Ces mégalopoles concentrent les cerveaux et les bras, les emplois qualifiés et fortement rémunérés, les richesses, les services publics de qualité, les innovations et les centres de décision. D’où leur attrait irrésistible. Mais elles doivent aussi relever des défis redoutables. Défi de la polarisation entre des quartiers florissants, privilégiés, et des bidonvilles qui se multiplient et où se serrent près d’un milliard d’hommes, qui seront plus de 2 milliards en 2050. Défi des inégalités croissantes, du repli communautaire et de la ségrégation en ghettos. Défi de l’environnement lié à la pollution, à l’étalement urbain, au traitement des ordures, mais aussi au réchauffement climatique, qui multiplie les risques de catastrophes majeures. Défi de l’accès aux ressources rares, notamment à l’eau, dont la pénurie sévit déjà au Cap, à Mexico, à Melbourne ou à Sao Paulo et pourrait s’étendre à une centaine de métropoles. Défi de la sécurité, avec la criminalité qui s’observe à Caracas, Mexico et Rio, mais aussi les risques propres au terrorisme de masse. Défi du pouvoir et des possibles dérives autoritaires au moment où certaines mégalopoles redeviennent plus puissantes que les États impotents et surendettés et où le numérique permet de placer sous contrôle la vie et la pensée de tout individu, à l’image du carnet civique mis en place en Chine.
À l’âge de l’histoire universelle, les villes-mondes, loin d’être soumises à la loi uniforme des algorithmes, conserveront une identité forte et un esprit singulier.
Des villes nouvelles continueront à sortir de terre, conçues d’emblée comme des écosystèmes soutenables, pilotés par le recueil et le traitement des données, telles Songdo en Corée du Sud, Shenzhen en Chine qui a vocation à jouer un rôle de laboratoire pour la lutte contre la pollution, ou encore les villes créées par Google ou Facebook en Californie. Mais l’enjeu déterminant demeure l’adaptation des mégalopoles existantes, qui devront à la fois croître et repenser leur organisation, leur mode de développement et leur gouvernance.
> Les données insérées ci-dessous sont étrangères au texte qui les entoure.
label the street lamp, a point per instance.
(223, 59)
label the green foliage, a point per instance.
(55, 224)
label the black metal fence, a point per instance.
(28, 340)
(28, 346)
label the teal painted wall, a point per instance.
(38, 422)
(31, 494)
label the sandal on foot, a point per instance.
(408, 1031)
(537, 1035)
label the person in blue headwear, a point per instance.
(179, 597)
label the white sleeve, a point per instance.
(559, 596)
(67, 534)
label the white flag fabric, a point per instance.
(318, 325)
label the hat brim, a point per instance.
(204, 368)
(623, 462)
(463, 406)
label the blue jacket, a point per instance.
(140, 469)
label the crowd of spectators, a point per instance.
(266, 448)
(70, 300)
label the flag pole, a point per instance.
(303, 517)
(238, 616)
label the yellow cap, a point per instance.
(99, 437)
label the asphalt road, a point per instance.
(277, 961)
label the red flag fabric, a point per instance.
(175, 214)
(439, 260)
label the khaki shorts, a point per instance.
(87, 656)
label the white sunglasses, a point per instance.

Les technologies de l’information joueront un rôle central avec l’émergence des villes intelligentes, mais elles relèvent des moyens et non des fins. Elles devront être mises au service des grands objectifs qui détermineront le succès des villes-mondes : le développement économique fondé sur l’innovation et la valorisation optimale des ressources humaines ; la croissance inclusive indissociable de la qualité de l’éducation et de la santé ; l’insertion dans un réseau de villes-relais et la mobilité ; l’évolution vers un modèle de ville durable et propre (les villes concentrent 80 % des émissions de gaz à effet de serre sur 2 % de la surface de la planète) ; l’endiguement de l’étalement urbain ; la sécurité via la prévention et la gestion active des risques ; l’association des citoyens aux décisions et la décentralisation du pouvoir.
Le réseau des villes-mondes redéfinit la hiérarchie des nations et des continents. Au moment où Londres voit son statut remis en cause par le Brexit, il est vital que l’Europe continentale dispose d’un ou deux de ces nœuds de la mondialisation. Les nombreux atouts de Paris ont été annihilés par le décrochage de notre pays et par la gestion calamiteuse de la capitale, qui s’est coupée tant de sa région que du monde du XXIe siècle tout en cumulant insécurité, insalubrité, thrombose et hausse de la pollution. Il est très heureux que le succès spectaculaire des métropoles comme Lyon, Bordeaux ou Toulouse mette fin au tableau de notre pays réduit à Paris entouré d’un désert. Mais le redressement de la France est indissociable de l’accession de Paris au rang de ville-monde. Voilà pourquoi il est vital de relancer le projet du Grand Paris au lieu de laisser notre capitale dépérir.